Geschichten,  Uta Herrmann

Märchenhafte Zustände

Ein neuer Weg

Es begab sich zu einer Zeit, als der große Regen die Lande überzog und viele Teile der Erde überschwemmte. Einige Tiere konnten aus ihrem Gefängnis fliehen, das die Menschen gebaut hatten, um sie anschauen zu können. Es begann eine Zeit, in der man wieder zusammen halten musste, um nicht unterzugehen. So kam es, das diese Tiere Zuflucht suchten und bald darauf  einen Hügel fanden, auf dem ein großer einladender Baum stand. Mächtig und majestätisch spreizte er seine Äste aus, auf dem viele Vögel Platz fanden. Auch eine sehr weise Eule fand in den Wipfeln ein ruhiges Plätzchen, um sich vor Wind und Wetter schützen zu können. Diese Eule wird in unserer Geschichte eine wichtige Rolle übernehmen, denn sie wird allen Tieren mit ihrer Weisheit und mit ihrem großen Herzen helfen können, einen wichtigen Entschluss zu fassen.

Das Wasser stieg durch den andauernden Regen immer höher und drohte, auch bald die Anhöhe des Baumes zu erreichen. Alle Tiere hatten noch ein wenig Zeit, um zu überlegen, was für sie das Beste wäre.

Es stieg langsam Panik auf. Einige große Tiere wollten das Wort an sich reißen und die Tiere anleiten, das zu tun, was sie wollten.

Es kam Streit auf. Jeder redetet auf einmal und man verstand letztendlich kein Wort mehr.

Ein lauter Schrei unterbrach das Durcheinander. Der Bär richtete sich auf und verschaffte sich somit Respekt und Ruhe.

Er sah in die verängstigten Augen der Tiere und seine Stimme wurde milder und sanfter. Der Bär schlug vor, dass es ein Tier geben solle, das weise genug sein würde, um die Situation richtig einschätzen zu können, ein Leitungstier  sozusagen, dem alle vertrauen konnten. Plötzlich schauten sie alle zu Eule hoch und riefen ihren Namen. „Eule“ riefen sie, „du kannst uns bestimmt mit deiner Weisheit helfen. Was meinst du? Was sollen wir tun?“

Der Löwe unterbrach plötzlich das Rufen. Er brüllte die Menge an und meinte, dass nur die Tapfersten dazu in der Lage seien, die Tiere anzuleiten.

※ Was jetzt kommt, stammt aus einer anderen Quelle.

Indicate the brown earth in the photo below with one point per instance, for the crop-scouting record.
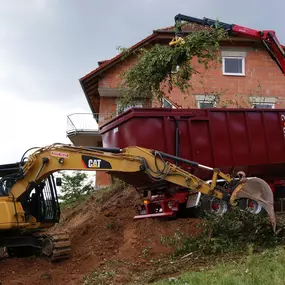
(107, 245)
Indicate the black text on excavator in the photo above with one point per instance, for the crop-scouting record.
(29, 203)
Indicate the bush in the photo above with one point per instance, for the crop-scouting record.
(233, 231)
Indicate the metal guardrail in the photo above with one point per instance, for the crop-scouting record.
(86, 122)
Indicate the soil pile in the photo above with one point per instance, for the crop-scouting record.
(108, 246)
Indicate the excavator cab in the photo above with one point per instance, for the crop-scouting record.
(42, 203)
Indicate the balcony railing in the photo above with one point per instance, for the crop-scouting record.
(86, 122)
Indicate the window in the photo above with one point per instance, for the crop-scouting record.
(205, 101)
(263, 105)
(203, 105)
(263, 102)
(234, 65)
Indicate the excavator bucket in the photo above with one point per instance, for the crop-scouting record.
(258, 190)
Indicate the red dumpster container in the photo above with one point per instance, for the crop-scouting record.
(252, 140)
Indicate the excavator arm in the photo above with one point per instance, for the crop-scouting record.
(135, 165)
(267, 37)
(25, 207)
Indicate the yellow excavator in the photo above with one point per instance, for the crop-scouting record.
(29, 203)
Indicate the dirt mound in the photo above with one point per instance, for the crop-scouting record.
(107, 244)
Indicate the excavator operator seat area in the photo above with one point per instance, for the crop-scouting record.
(42, 201)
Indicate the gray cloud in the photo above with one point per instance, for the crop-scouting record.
(46, 45)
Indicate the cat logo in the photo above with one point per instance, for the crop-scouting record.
(94, 163)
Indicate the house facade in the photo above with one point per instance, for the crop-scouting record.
(246, 76)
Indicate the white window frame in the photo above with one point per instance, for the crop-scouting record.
(205, 99)
(263, 101)
(234, 57)
(127, 108)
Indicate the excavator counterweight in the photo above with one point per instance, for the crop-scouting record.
(29, 203)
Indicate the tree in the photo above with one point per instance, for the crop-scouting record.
(75, 186)
(152, 75)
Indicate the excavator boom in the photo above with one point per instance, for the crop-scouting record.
(28, 199)
(267, 37)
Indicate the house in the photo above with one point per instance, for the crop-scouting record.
(246, 77)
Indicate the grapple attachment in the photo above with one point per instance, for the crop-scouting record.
(258, 190)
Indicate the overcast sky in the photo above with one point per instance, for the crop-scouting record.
(47, 45)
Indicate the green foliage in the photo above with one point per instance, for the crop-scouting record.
(153, 73)
(266, 269)
(75, 187)
(231, 232)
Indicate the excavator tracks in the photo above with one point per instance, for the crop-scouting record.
(57, 246)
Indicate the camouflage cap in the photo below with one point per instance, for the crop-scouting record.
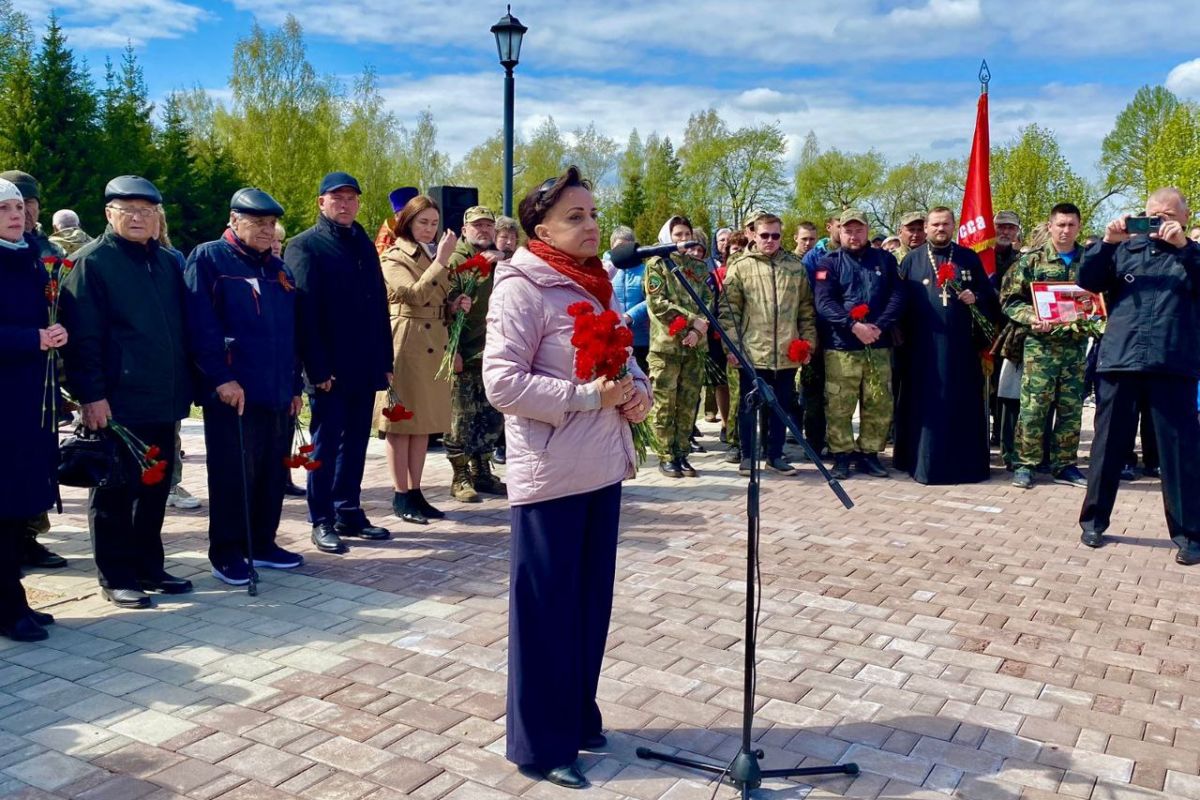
(852, 215)
(478, 212)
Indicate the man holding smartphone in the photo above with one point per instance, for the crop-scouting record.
(1150, 354)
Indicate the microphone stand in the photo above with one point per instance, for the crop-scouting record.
(744, 771)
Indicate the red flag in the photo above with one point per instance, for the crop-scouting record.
(977, 229)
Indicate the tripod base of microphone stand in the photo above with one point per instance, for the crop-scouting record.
(745, 773)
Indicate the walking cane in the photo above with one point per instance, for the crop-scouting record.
(252, 588)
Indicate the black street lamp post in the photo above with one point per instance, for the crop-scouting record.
(509, 32)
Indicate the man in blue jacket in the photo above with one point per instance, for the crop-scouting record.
(345, 341)
(241, 335)
(1150, 354)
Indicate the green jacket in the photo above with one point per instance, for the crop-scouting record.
(768, 302)
(471, 343)
(1017, 288)
(124, 306)
(666, 301)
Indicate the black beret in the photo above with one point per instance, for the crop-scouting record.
(24, 181)
(255, 202)
(131, 187)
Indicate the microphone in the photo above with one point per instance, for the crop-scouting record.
(627, 256)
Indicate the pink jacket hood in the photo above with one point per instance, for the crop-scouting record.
(559, 440)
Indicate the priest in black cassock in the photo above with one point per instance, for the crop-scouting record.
(941, 426)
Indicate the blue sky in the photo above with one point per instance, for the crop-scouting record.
(897, 76)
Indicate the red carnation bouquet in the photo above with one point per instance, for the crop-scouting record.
(58, 269)
(148, 457)
(466, 278)
(304, 451)
(395, 411)
(948, 277)
(601, 350)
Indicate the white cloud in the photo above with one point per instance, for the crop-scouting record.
(1185, 79)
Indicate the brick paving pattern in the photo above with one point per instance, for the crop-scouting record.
(952, 641)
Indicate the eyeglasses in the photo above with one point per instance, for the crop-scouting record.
(133, 214)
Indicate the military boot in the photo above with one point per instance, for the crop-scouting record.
(485, 481)
(462, 488)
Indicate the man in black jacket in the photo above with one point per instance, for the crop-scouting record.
(1150, 354)
(241, 335)
(126, 362)
(346, 348)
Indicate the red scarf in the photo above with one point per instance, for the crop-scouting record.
(589, 275)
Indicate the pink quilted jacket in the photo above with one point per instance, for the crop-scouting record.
(559, 440)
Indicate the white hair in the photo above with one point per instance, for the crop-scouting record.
(65, 218)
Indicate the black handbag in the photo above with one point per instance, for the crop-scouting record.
(91, 459)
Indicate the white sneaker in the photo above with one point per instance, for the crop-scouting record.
(181, 499)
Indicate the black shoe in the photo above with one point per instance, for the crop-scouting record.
(595, 741)
(670, 468)
(569, 777)
(126, 597)
(840, 467)
(1188, 555)
(781, 467)
(363, 529)
(27, 630)
(415, 497)
(36, 555)
(870, 464)
(403, 506)
(1071, 476)
(166, 584)
(41, 618)
(325, 539)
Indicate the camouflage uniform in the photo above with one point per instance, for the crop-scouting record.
(1054, 365)
(677, 372)
(474, 425)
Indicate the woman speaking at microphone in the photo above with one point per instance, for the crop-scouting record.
(569, 449)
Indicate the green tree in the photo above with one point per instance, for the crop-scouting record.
(1126, 149)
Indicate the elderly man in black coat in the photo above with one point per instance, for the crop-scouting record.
(345, 340)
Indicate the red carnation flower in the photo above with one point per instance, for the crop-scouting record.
(799, 350)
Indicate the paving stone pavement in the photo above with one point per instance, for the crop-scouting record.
(952, 641)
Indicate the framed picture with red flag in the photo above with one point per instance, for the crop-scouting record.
(1065, 302)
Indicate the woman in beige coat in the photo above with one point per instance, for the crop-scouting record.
(418, 288)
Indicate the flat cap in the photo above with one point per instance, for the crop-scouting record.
(131, 187)
(334, 181)
(255, 202)
(852, 215)
(24, 181)
(478, 212)
(400, 197)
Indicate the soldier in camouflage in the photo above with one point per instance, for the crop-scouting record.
(768, 305)
(1055, 356)
(474, 425)
(677, 359)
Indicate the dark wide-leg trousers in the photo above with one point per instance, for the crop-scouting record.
(1170, 401)
(341, 427)
(267, 437)
(126, 521)
(563, 564)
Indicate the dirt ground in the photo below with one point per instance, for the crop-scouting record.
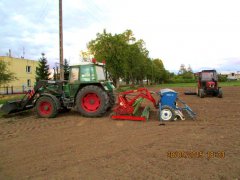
(75, 147)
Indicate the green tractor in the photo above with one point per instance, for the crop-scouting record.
(87, 89)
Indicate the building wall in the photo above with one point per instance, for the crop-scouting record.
(24, 69)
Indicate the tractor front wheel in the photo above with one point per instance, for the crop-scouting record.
(46, 107)
(167, 113)
(92, 101)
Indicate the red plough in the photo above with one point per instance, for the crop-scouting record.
(129, 108)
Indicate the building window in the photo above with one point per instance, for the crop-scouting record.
(29, 82)
(28, 69)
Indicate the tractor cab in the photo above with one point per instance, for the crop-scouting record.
(208, 84)
(87, 73)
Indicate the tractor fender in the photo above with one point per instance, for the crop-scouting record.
(56, 100)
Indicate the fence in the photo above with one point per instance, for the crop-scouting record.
(14, 89)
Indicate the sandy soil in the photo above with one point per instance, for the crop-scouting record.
(75, 147)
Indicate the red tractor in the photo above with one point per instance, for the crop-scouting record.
(208, 84)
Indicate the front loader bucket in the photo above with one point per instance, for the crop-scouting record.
(10, 107)
(13, 107)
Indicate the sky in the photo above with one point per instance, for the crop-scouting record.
(200, 33)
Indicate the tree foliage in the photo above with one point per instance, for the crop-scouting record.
(6, 75)
(126, 58)
(66, 69)
(42, 71)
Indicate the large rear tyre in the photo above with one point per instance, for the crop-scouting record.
(112, 100)
(47, 107)
(92, 101)
(167, 114)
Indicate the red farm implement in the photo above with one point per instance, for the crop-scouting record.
(130, 107)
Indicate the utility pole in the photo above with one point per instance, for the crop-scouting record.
(61, 41)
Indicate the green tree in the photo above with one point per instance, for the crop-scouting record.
(6, 75)
(159, 72)
(66, 69)
(42, 71)
(111, 48)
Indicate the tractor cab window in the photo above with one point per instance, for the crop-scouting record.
(74, 74)
(87, 73)
(209, 76)
(100, 73)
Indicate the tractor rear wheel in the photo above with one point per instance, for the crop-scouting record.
(47, 107)
(201, 93)
(112, 100)
(167, 113)
(92, 101)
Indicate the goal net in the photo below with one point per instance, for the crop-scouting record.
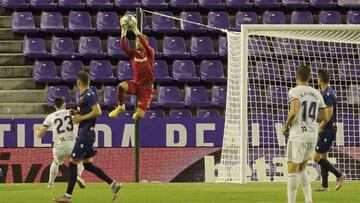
(262, 62)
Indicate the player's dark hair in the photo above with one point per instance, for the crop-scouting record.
(303, 73)
(324, 76)
(83, 77)
(59, 101)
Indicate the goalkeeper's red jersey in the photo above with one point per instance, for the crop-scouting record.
(142, 61)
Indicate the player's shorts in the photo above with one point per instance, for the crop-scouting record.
(83, 148)
(325, 141)
(63, 151)
(145, 94)
(298, 152)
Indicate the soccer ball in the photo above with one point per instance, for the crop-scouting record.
(130, 20)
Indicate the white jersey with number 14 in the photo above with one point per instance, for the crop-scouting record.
(304, 128)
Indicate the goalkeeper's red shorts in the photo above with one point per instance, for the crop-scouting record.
(144, 94)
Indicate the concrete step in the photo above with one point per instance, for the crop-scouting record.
(22, 115)
(23, 96)
(11, 46)
(16, 71)
(7, 34)
(14, 59)
(18, 84)
(24, 108)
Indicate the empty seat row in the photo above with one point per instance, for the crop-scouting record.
(167, 96)
(101, 71)
(90, 46)
(162, 4)
(108, 22)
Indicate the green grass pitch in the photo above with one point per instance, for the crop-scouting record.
(176, 193)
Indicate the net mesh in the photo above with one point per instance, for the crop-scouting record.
(272, 58)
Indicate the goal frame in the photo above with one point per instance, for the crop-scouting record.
(246, 31)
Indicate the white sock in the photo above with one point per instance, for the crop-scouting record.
(292, 186)
(54, 168)
(305, 183)
(80, 169)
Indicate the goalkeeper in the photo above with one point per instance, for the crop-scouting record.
(142, 61)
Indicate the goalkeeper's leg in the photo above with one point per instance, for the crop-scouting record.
(122, 88)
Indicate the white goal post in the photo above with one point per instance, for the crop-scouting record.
(262, 60)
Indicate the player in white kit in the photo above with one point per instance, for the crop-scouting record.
(305, 105)
(64, 137)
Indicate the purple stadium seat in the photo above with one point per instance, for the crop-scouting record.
(211, 4)
(59, 91)
(210, 113)
(238, 4)
(276, 95)
(90, 47)
(45, 72)
(174, 47)
(161, 71)
(80, 22)
(212, 71)
(73, 4)
(169, 96)
(353, 17)
(353, 94)
(124, 71)
(23, 22)
(218, 95)
(154, 4)
(43, 4)
(290, 67)
(323, 3)
(110, 98)
(329, 17)
(77, 94)
(127, 4)
(259, 46)
(193, 17)
(284, 46)
(180, 113)
(219, 20)
(185, 4)
(196, 96)
(62, 47)
(14, 4)
(154, 114)
(184, 71)
(153, 44)
(273, 17)
(245, 18)
(313, 48)
(349, 69)
(70, 69)
(113, 48)
(301, 17)
(101, 71)
(107, 22)
(222, 46)
(34, 48)
(267, 3)
(163, 24)
(294, 3)
(202, 47)
(100, 4)
(267, 70)
(52, 22)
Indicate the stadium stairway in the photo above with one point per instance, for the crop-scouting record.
(20, 96)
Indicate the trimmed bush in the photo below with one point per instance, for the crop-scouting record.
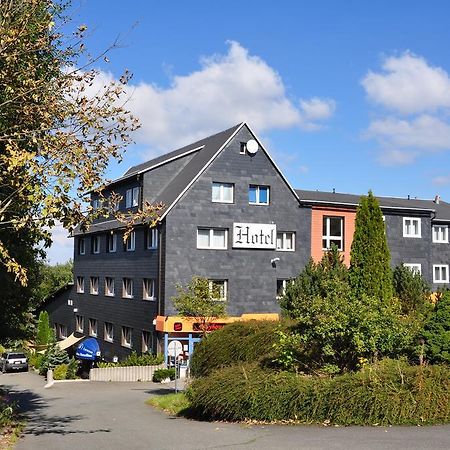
(162, 374)
(236, 342)
(391, 392)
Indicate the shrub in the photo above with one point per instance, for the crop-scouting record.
(437, 332)
(146, 359)
(236, 342)
(390, 392)
(162, 374)
(60, 372)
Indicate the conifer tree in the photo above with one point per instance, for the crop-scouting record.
(370, 271)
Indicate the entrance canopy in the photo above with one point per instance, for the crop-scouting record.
(88, 350)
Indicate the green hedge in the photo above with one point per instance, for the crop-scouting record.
(236, 342)
(391, 392)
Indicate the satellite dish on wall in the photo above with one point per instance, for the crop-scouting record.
(252, 146)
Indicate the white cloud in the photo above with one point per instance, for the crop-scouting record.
(416, 104)
(62, 247)
(225, 90)
(409, 85)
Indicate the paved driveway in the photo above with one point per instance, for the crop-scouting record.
(96, 416)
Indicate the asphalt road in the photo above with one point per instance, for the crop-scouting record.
(96, 416)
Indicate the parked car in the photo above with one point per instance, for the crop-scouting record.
(13, 361)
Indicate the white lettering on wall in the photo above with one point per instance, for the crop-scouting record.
(254, 235)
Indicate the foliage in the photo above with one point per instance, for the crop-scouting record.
(437, 332)
(412, 290)
(53, 356)
(45, 334)
(236, 342)
(199, 301)
(161, 374)
(172, 403)
(52, 278)
(390, 392)
(370, 271)
(145, 359)
(327, 278)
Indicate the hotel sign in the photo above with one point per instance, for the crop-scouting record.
(254, 235)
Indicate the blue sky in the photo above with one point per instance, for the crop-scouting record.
(347, 95)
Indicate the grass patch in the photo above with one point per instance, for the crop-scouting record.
(172, 403)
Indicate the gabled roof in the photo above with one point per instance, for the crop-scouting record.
(441, 209)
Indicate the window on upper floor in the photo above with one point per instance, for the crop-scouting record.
(108, 332)
(96, 244)
(412, 227)
(132, 197)
(218, 289)
(414, 267)
(80, 285)
(130, 243)
(333, 232)
(112, 242)
(93, 324)
(258, 195)
(212, 238)
(93, 285)
(81, 246)
(440, 273)
(147, 341)
(109, 287)
(151, 240)
(127, 288)
(222, 192)
(286, 241)
(440, 234)
(125, 340)
(79, 323)
(148, 289)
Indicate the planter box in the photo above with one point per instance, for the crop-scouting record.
(131, 373)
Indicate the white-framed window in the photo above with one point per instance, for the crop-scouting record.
(93, 285)
(132, 197)
(282, 285)
(412, 227)
(96, 244)
(81, 246)
(440, 273)
(125, 339)
(108, 332)
(440, 234)
(333, 232)
(286, 241)
(258, 195)
(219, 289)
(152, 238)
(93, 324)
(79, 323)
(148, 289)
(109, 287)
(80, 285)
(112, 243)
(222, 192)
(62, 331)
(414, 267)
(127, 288)
(147, 341)
(130, 243)
(212, 238)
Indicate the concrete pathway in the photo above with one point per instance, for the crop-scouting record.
(97, 416)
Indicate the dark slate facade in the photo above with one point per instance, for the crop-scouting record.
(182, 180)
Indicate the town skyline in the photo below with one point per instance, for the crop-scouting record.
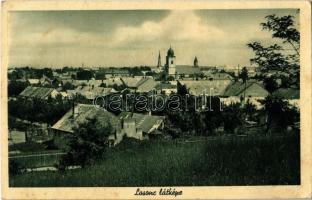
(128, 38)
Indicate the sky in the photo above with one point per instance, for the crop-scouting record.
(135, 37)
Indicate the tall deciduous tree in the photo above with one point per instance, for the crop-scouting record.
(87, 143)
(282, 59)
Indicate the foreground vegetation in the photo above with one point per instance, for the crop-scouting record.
(265, 160)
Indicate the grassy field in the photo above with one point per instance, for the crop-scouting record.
(236, 161)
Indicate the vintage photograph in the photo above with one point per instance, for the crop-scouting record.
(165, 98)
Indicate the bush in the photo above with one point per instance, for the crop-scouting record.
(15, 168)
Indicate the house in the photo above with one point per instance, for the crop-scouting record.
(79, 114)
(187, 71)
(139, 84)
(34, 81)
(39, 92)
(131, 82)
(292, 95)
(166, 88)
(208, 87)
(252, 90)
(146, 125)
(112, 72)
(109, 82)
(91, 92)
(16, 137)
(146, 85)
(217, 76)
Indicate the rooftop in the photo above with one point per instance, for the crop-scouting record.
(37, 92)
(82, 113)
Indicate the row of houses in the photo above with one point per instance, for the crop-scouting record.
(126, 124)
(228, 90)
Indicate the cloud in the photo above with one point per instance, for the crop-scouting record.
(178, 26)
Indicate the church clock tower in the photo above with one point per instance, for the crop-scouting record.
(170, 62)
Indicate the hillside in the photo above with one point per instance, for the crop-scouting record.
(262, 160)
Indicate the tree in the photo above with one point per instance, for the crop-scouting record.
(283, 28)
(84, 74)
(16, 87)
(270, 84)
(68, 86)
(87, 144)
(279, 113)
(244, 76)
(232, 117)
(273, 57)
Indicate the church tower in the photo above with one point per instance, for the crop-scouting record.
(195, 62)
(159, 61)
(170, 62)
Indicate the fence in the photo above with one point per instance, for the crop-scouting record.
(35, 160)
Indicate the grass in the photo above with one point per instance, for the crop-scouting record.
(236, 161)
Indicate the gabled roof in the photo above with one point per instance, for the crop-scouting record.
(237, 89)
(131, 81)
(33, 81)
(218, 75)
(37, 92)
(209, 87)
(162, 86)
(92, 92)
(287, 93)
(187, 69)
(147, 123)
(82, 113)
(146, 85)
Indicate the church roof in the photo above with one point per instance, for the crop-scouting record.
(170, 52)
(187, 69)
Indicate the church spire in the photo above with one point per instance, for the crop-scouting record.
(159, 60)
(195, 62)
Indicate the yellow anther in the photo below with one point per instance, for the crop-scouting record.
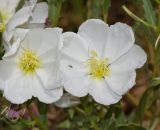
(98, 68)
(29, 62)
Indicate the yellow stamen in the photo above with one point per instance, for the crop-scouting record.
(29, 62)
(98, 68)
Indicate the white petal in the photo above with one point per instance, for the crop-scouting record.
(43, 40)
(45, 95)
(18, 92)
(6, 69)
(119, 40)
(67, 100)
(75, 81)
(7, 8)
(95, 32)
(74, 47)
(121, 82)
(20, 18)
(133, 59)
(102, 93)
(17, 36)
(49, 75)
(40, 13)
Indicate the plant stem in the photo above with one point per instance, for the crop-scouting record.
(135, 102)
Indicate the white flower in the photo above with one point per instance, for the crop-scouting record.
(100, 60)
(7, 10)
(31, 15)
(67, 100)
(33, 70)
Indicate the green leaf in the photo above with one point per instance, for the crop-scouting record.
(131, 127)
(148, 98)
(149, 12)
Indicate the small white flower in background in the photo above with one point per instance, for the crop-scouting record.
(7, 10)
(100, 60)
(31, 15)
(33, 70)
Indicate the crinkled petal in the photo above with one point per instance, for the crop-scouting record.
(40, 13)
(49, 75)
(67, 100)
(95, 32)
(121, 82)
(45, 95)
(43, 40)
(75, 81)
(120, 39)
(6, 71)
(18, 92)
(7, 8)
(12, 44)
(133, 59)
(74, 47)
(102, 93)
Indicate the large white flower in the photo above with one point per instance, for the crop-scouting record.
(33, 70)
(100, 60)
(31, 15)
(7, 10)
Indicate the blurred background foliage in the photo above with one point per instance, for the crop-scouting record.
(138, 110)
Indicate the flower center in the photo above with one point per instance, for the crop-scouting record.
(29, 62)
(98, 68)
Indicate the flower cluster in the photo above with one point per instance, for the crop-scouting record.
(98, 60)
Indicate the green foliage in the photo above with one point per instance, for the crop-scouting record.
(149, 12)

Ein Streitgespräch brach wieder zwischen einigen Tieren auf.

Der Bär meinte, dass man nur mit Stärke leiten könne. Da widersprach der Hase, der meinte, mit Schnelligkeit käme man am besten voran. Der Fuchs schaltete sich ein und erklärte, dass man nur mit Schläue und Klugheit weiterkäme und der Tiger erhob seine Stimme und preiste seine Erfahrungen an. Er war der Überzeugung, dass man nur mit Tapferkeit weiterkommt.

Und wieder war es der Bär, der mit einem lauten Brüllen die Menge zum Schweigen brachte.

Er bot der Eule wieder das Wort an. Sie schaute auf alle Tiere hinunter und beschloss, sich auf Augenhöhe zu ihnen zu bewegen. Alle warteten auf ihre Worte.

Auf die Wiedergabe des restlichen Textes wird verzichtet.